Bleibt die humorale Immunantwort unzureichend, kann das Virus vom Organismus nicht ausreichend inaktiviert und eliminiert werden. Die somit folgenden hyperinflammatorischen Phase III ist durch gehäuft auftretendes Organversagen gekennzeichnet. Betroffene entwickeln besonders häufig ein akutes Lungenversagen (Acute Respiratory Distress Syndrome – ARDS). Die DGP betont, dass nach der aktuell gültigen Berlin-Definition des ARDS der Erkrankungsbeginn bereits innerhalb einer Woche nach Auftreten von neuen respiratorischen Symptomen liegen kann. Die zeitliche Analyse der Daten von Intensivpatienten mit Covid-19 zeigt, dass in dieser Patientengruppe die Dyspnoe im Mittel eine Woche nach Beginn der ersten Symptome auftrat. Danach entwickelte sich ein moderates bis schweres ARDS allerdings rasch innerhalb von zwei bis drei Tagen.
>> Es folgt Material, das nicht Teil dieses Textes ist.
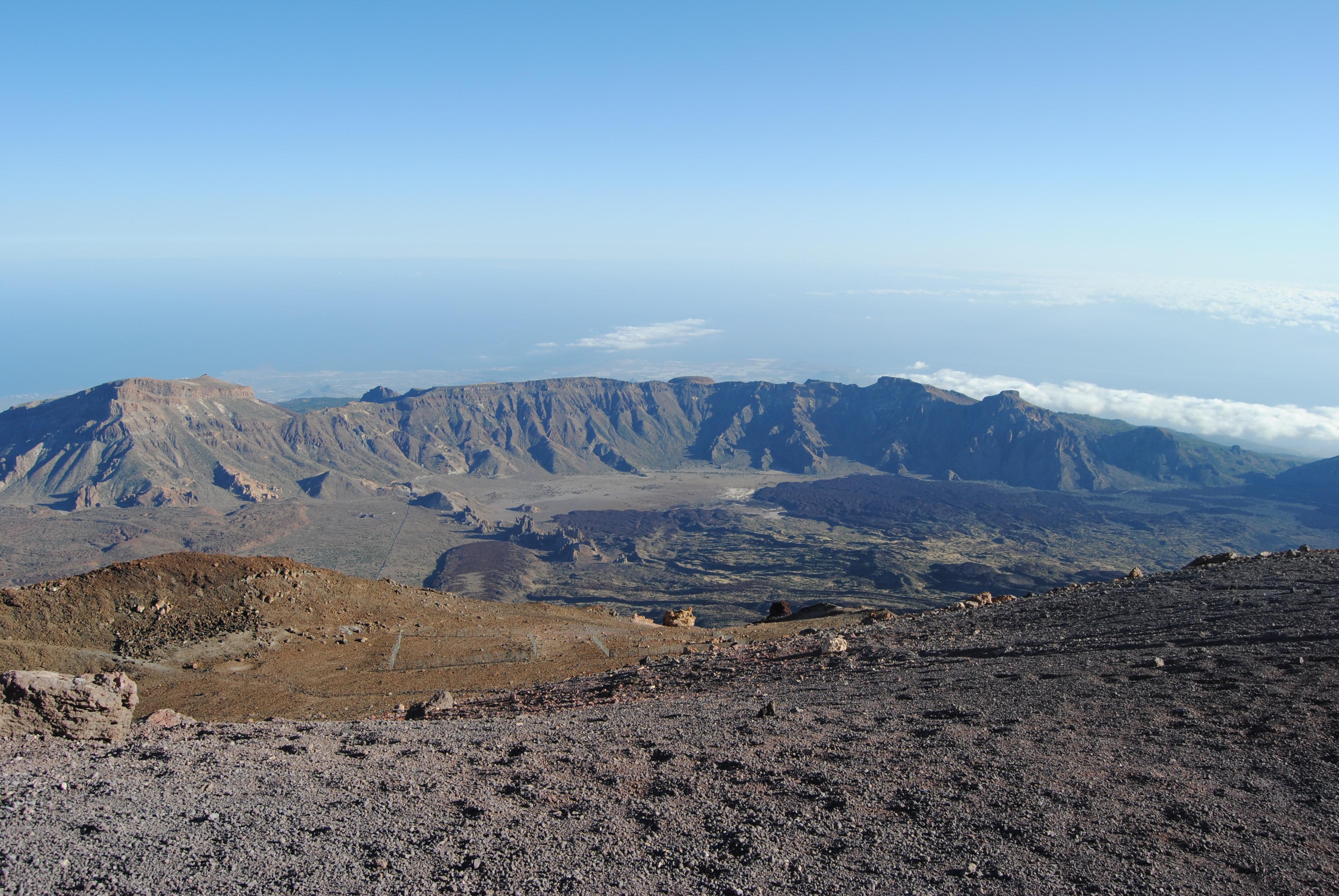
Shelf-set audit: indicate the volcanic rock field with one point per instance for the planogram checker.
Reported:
(1171, 733)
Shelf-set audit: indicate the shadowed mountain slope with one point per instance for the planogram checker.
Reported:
(203, 441)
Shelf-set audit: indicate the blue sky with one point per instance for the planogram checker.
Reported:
(1133, 196)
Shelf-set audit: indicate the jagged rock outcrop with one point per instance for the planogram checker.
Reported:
(379, 394)
(82, 708)
(243, 485)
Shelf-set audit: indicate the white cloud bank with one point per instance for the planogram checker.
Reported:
(632, 338)
(1318, 427)
(1240, 302)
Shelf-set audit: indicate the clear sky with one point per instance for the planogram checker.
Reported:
(1130, 196)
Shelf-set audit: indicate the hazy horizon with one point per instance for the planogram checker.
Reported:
(1125, 211)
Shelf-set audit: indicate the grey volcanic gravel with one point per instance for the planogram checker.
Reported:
(1027, 748)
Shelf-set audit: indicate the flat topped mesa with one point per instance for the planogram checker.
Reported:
(379, 394)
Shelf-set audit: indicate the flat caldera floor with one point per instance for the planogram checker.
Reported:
(228, 638)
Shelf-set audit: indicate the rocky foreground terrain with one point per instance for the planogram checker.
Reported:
(1172, 733)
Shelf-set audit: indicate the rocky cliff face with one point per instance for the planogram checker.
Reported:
(140, 442)
(145, 441)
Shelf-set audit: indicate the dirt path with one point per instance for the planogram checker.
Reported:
(1033, 748)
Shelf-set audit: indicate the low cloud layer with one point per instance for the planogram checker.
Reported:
(1240, 302)
(632, 338)
(1318, 427)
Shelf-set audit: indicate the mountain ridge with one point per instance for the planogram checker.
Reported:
(204, 441)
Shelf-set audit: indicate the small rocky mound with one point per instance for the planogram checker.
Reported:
(95, 708)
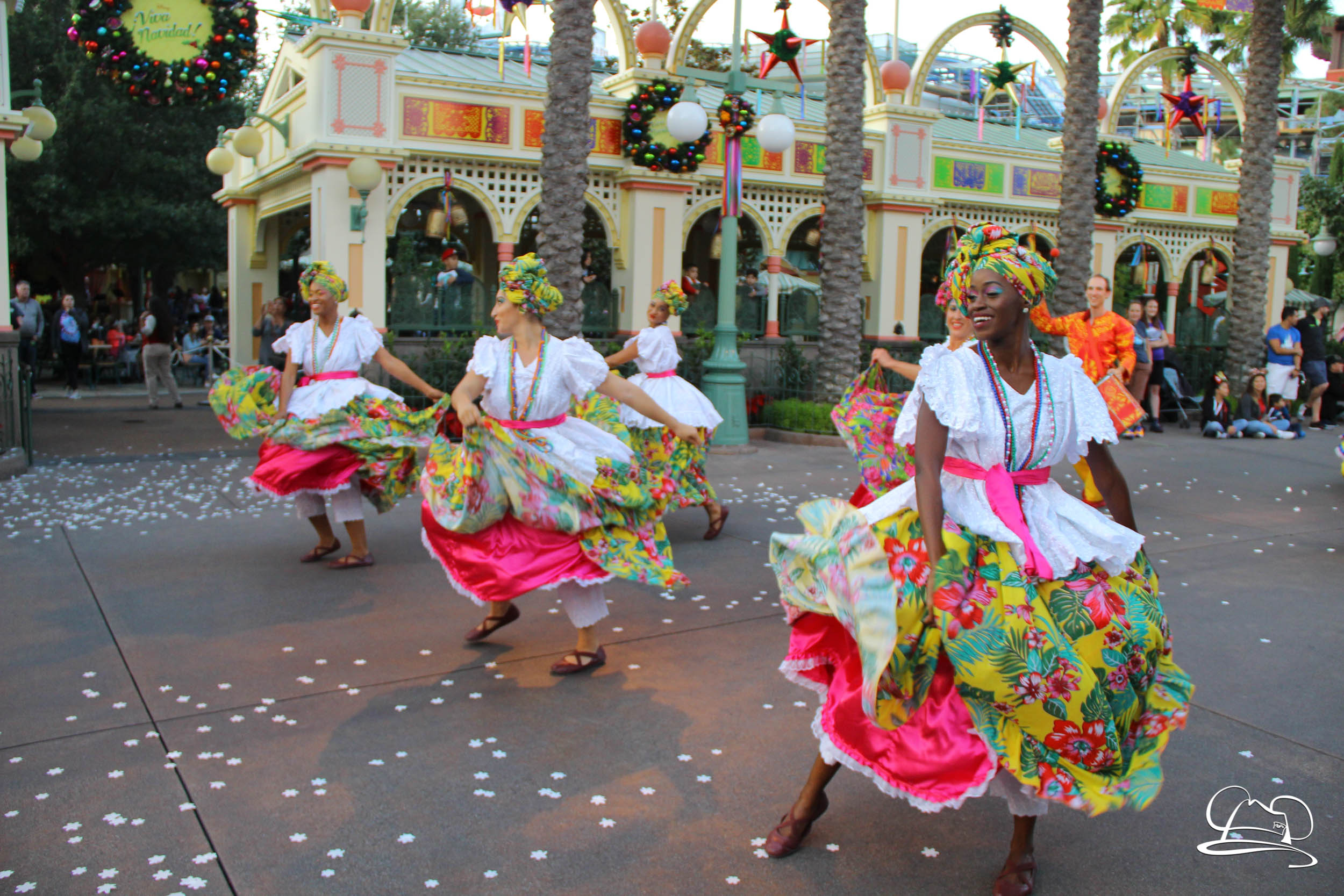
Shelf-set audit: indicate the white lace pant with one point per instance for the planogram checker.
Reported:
(1019, 801)
(347, 504)
(585, 605)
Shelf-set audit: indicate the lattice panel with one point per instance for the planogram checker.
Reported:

Chinesische Wissenschaftler analysierten Patientendaten, um zu schauen, wie viele von den Infizierten ein ARDS entwickelten: Von den 138 untersuchten Corona-Patienten mussten 26 Prozent aufgrund von komplizierten Verläufen auf die Intensivstationen verlegt werden, 61 Prozent von ihnen aufgrund eines ARDS.
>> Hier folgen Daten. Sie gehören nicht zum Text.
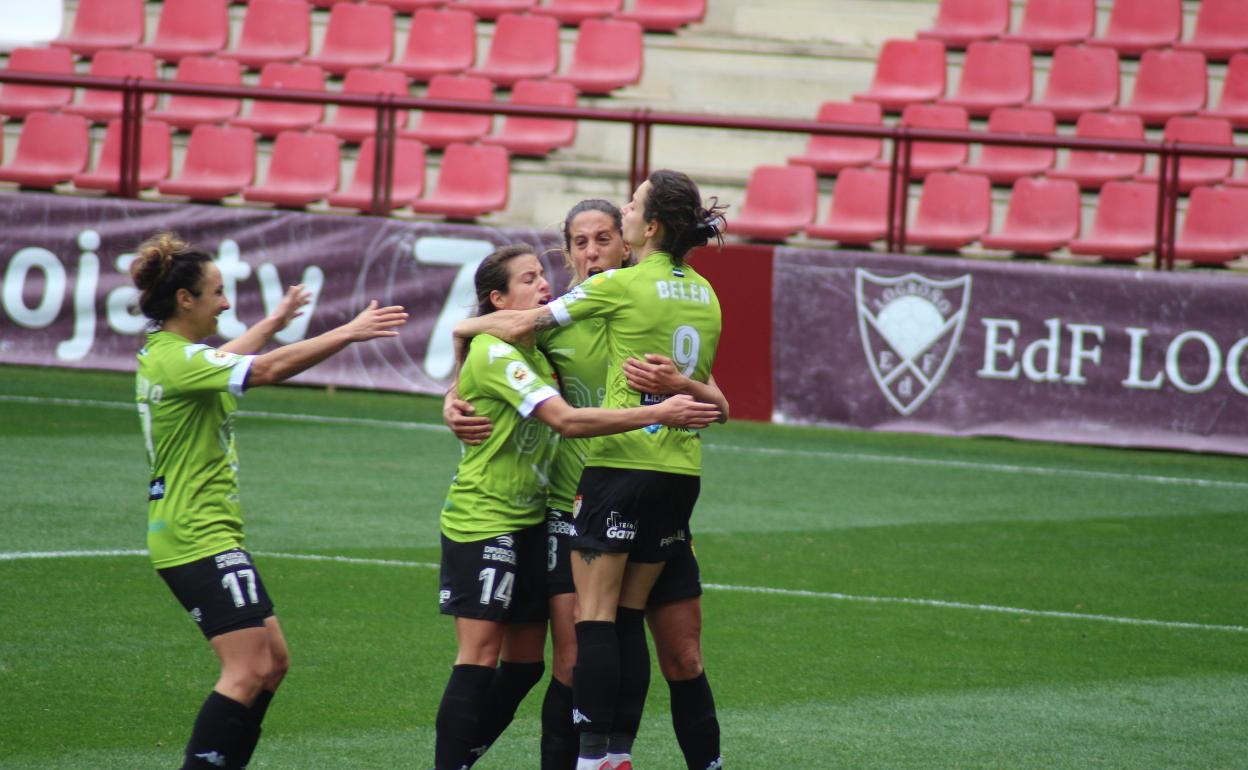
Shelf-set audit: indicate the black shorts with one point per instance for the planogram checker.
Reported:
(499, 579)
(643, 513)
(559, 533)
(222, 593)
(680, 578)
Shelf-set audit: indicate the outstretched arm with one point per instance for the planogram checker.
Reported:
(658, 375)
(290, 360)
(570, 422)
(260, 333)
Zu den bisher beschriebenen ARDS-Risikofaktoren gehören neben dem Alter auch Begleiterkrankungen. Patienten mit hohem Fieber (über 39 °C) weisen ebenfalls ein erhöhtes Risiko auf, in der Phase III ein ARDS zu entwickeln. Auch Raucher gelten als Risikogruppe. Zu den typischen Komplikationen beim Covid-19-assoziierten ARDS gehören mit 29 Prozent das akute Nierenversagen und Leberwert-Erhöhungen. Die Wahrscheinlichkeit für kardiale Schädigungen liegt zwischen 23 und 33 Prozent. Bei Letzteren sind eine Kardiomyopathie, eine Perikarditis, Herzrhythmusstörungen und der plötzliche Herztod zu nennen. Diese Komplikationen treten nach neuesten Erkenntnissen jedoch erst dann ein, wenn die pulmonalen Symptome bereits zurückgehen. Ein Multi-Organversagen mit septischem Schock trat bei 13 Prozent dieser Patienten auf. Sekundäre Pneumonien wurden laut DGP seltener beschrieben. Wird ein Patient von der Intensivstation verlegt, so werden die Erholungszeiten mit bis zu sechs Wochen angegeben.
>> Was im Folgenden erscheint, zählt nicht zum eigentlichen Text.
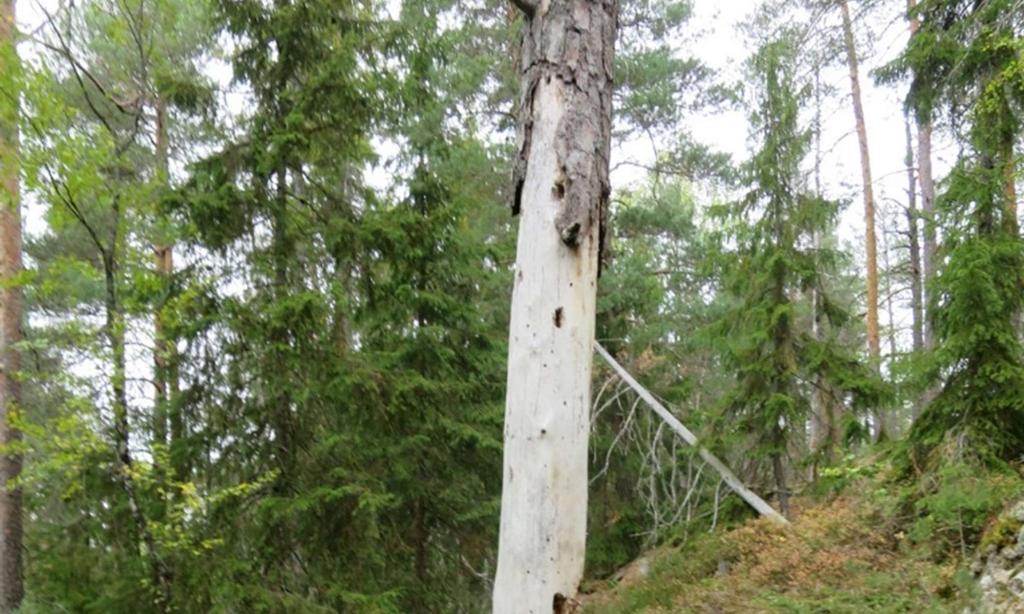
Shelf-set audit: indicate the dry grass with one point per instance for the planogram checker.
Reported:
(840, 556)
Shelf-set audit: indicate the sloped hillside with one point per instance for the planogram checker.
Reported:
(867, 547)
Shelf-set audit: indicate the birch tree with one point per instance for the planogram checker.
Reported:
(561, 192)
(11, 589)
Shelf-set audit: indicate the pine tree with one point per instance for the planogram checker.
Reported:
(11, 585)
(561, 192)
(775, 260)
(965, 57)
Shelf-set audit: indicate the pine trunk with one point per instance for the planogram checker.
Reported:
(561, 191)
(870, 251)
(11, 586)
(927, 182)
(913, 246)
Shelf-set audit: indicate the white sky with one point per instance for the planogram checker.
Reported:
(720, 44)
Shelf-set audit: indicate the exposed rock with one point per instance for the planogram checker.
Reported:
(1001, 574)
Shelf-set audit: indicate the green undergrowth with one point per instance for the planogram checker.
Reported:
(861, 539)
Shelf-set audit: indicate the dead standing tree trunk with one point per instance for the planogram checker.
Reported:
(870, 250)
(561, 193)
(11, 586)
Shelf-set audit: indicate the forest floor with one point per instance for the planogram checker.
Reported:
(845, 552)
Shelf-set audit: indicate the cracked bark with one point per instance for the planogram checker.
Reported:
(560, 192)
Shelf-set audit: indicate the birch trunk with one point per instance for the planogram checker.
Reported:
(870, 251)
(561, 191)
(11, 585)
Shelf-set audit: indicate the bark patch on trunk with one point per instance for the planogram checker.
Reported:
(566, 41)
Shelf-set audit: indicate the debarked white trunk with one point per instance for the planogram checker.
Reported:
(544, 501)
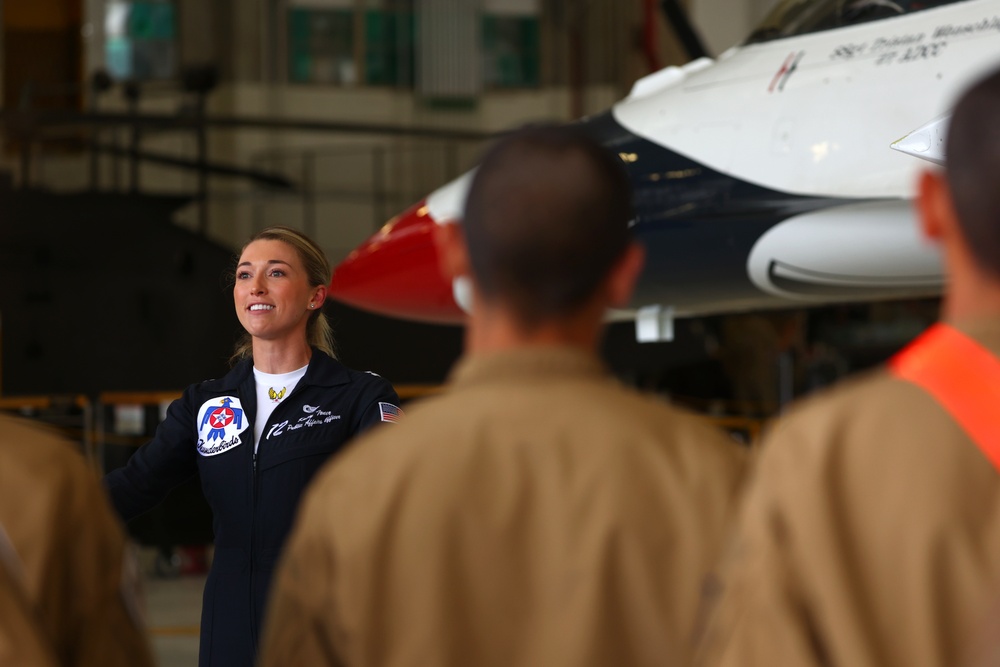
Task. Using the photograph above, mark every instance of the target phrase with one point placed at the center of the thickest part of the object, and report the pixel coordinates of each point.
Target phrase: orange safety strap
(962, 376)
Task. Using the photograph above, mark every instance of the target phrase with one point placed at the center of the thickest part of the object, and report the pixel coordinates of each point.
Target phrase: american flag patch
(390, 413)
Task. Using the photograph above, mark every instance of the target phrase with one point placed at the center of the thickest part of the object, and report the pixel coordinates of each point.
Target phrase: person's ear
(624, 275)
(319, 297)
(453, 256)
(934, 206)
Geeignete Beatmungsmethode

Um die Frage nach der richtigen Beatmungsmethode zu beantworten, müssen die Mediziner nicht nur den Krankheitsverlauf im Blick haben. Laut DGP ist auch der allgemeine Gesundheitszustand wichtig, um über eine geeignete Beatmungsmethode zu urteilen. Die Gesellschaft stellt klar, dass bis zu einem bestimmten Krankheitsstadium die nicht-invasive Beatmung noch möglich sei, ohne dass mit einer Virusverteilung oder einer erhöhten Sterblichkeitsrate gerechnet werden müsste. Dennoch: Der Einsatz der nicht-invasiven Beatmung bei mittelschweren und schweren ARDS führt laut aktuellem Kenntnisstand zu einem Therapieversagen in mehr als 50 Prozent der Fälle. Dieses Therapieversagen bedeutet bei rund der Hälfte der schweren Infektionsverläufe zusätzlich eine erhöhte Mortalitätsrate.

Wenn die nicht-invasive Methodik nicht mehr ausreicht, müsste der Patient invasiv beatmet werden. Hier sei es wichtig, den Erkrankten engmaschig zu überwachen, um den optimalen Zeitpunkt für die Beatmung festzulegen. Dieser dürfte laut Pneumologen nicht zu früh, aber auch nicht zu spät gewählt werden. Die DGP betont in ihrem Positionspapier, dass Behauptungen darüber, dass Patienten durch die Beatmung Schäden erleiden würden, nicht korrekt seien. Die künstliche Beatmung sei in zahlreichen Fällen unabdingbar und eine lebensrettende Maßnahme.

Virusbelastung für das medizinische Personal

Sowohl bei Anwendung der nicht-invasiven Beatmung, als auch bei einer sogenannten High-Flow-Therapie besteht eine vermehrte Aerosolbildung. Diese Anwendungen können als potentielles Risiko für eine Virusverbreitung gesehen werden. Dennoch hält die Gesellschaft dazu an, dass Patienten nicht frühzeitig intubiert werden sollten. Die mögliche Angst des medizinischen Personals vor einer Sars-CoV-2-Infektion dürfte nicht zu einer voreiligen Intubation führen. Auch deshalb habe der Schutz des Personals höchste Priorität. Wird ein Versagen einer nicht-invasiven Beatmung frühzeitig festgestellt, so könnten viele Notfallintubationen vermieden werden, so die Fachgesellschaft.